İşkencenin her türlüsü ve dayak otoriteye baş eğdirmek amacıyla yapılır. Bizim kültürümüzde ‘dayak cennetten çıkmadır.’ Çocuk daha hayata adımını atar atmaz anne-baba, abi-abla gibi en yakın çevreden şiddet görmeye başlar. Çünkü kendileri de görmüştür ve gördüklerini uygulamaktadırlar. Çocuğun söz dinleyeni, babasının önünde diz çökeni makbuldür. Okullarda dayak hala geçerlidir. Çocuk psikolojisi ve eğitimi konusunda olsun, okuttuğu dal konusunda olsun yeterince donatılmayan, mesleğinde gelecek güvencesi görmeyen bir öğretmenin sınıfta düzeni sağlaması ancak şiddet yoluyla olasıdır. Çocuk okulda gördüğü şiddeti çoğu kez ailesine anlatmaz; aksi halde babasından da şiddet görecektir. Aile şiddeti öğrense bile sineye çeker çoğu kez. Öğretmenle, okul yönetimiyle dalaşmak istemez. Nasıl olsa bir şekilde onlar haklı çıkacaklardır. Öğretmen, okul müdürü yerinde kalacağına göre çocuğunu ders yılı ortasında nereye götürecek? Aile bireyleri şiddete, haksızlığa boyun eğenlerdense (ki toplumumuzun büyük bölümü böyledir) zaten çocuklarının boyun eğmesini isteyeceklerdir.
Devlet, rejim, iktidar adına ne derseniz deyin; ailede, sokakta, okulda, camide vs. baş eğdiremediği insanlara askerliklerinde baş eğdirmektedir. Askerliğini yapmamış kişi baş eğme konusunda gerekli ‘terbiyeyi’ almamış olacağı için adamdan sayılmaz. Askerlikte yapılan akıl dışı uygulamalar sanmayın ki anlamsız. O uygulamaların her biri otoriteye baş eğdirmeye yöneliktir. Şuna buna selam çakma talimi aslında otoriteye baş eğmemin talimidir. Siz bir milyona yakın askerimizin gelecek bir savaş için mi tutulduğunu sanıyorsunuz yoksa?

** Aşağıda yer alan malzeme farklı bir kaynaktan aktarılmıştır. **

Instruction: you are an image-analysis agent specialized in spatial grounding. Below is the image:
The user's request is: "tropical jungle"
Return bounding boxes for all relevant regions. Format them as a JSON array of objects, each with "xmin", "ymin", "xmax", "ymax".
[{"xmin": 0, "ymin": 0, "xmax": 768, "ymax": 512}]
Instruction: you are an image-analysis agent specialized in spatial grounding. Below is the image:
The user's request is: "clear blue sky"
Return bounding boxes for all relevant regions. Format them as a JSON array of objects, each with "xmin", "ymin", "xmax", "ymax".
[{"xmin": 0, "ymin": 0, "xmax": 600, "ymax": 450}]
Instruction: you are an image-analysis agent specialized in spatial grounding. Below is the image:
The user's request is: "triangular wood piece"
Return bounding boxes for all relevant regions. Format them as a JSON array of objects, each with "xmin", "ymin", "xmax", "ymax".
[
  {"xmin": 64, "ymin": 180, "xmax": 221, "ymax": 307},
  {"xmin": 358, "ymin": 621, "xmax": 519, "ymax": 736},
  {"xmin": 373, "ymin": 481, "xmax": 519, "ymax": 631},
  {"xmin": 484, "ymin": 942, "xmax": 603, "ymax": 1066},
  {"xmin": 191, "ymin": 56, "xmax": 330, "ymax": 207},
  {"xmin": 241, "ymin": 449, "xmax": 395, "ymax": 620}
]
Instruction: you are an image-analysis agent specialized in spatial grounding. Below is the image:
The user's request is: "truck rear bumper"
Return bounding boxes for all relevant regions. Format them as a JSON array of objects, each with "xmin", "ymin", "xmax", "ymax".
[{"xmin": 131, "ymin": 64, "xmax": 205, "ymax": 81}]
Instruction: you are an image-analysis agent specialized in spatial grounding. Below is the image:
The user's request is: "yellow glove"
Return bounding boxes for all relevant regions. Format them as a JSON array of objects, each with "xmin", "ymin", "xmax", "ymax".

İnsanlara baş eğdirmek, eğilmeyen boyunları vurmak sınıflı toplumlarda iktidardaki sınıfın temel felsefesidir. Öldürmek, yok etmek baş eğdirmenin, diz çöktürmenin en etkili araçlarından birisidir. Bu yöntemi rejimine ve iktidarına muhalif olanlara (Sabahattin Ali’den, Birtan Altunbaş’a, Hrant Dink’e yüzlercesi) uyguladığı gibi amirine, memuruna direnen sıradan insanlara da uygular. Günümüz koşullarında yerine başka seçenekler konsa da (ki bunların en önemlisi dayak ve hapishanedir.) öldürme
ler sürmektedir. Öldürmeler, egemen sınıf temsilcilerinin egemenliklerini sürdürebilmek için kendi halkına karşı yürüttüğü gizli ve ahlaksız bir iç savaştır. Metin Göktepe, Engin Çeber ve diğerleri bu kirli savaşın kurbanlarıdır. Büyük bir olasılıkla Uğur Kantar da öyledir.
Hızlı gündem değişiklikleri ne Deniz Fenerini ne de Uğur’u bize unutturmalı. Zira her iki olay da ahlaksız kapitalist sistemin iki yüzünün birer fotoğrafıdır; bir madalyonun iki yüzü gibi.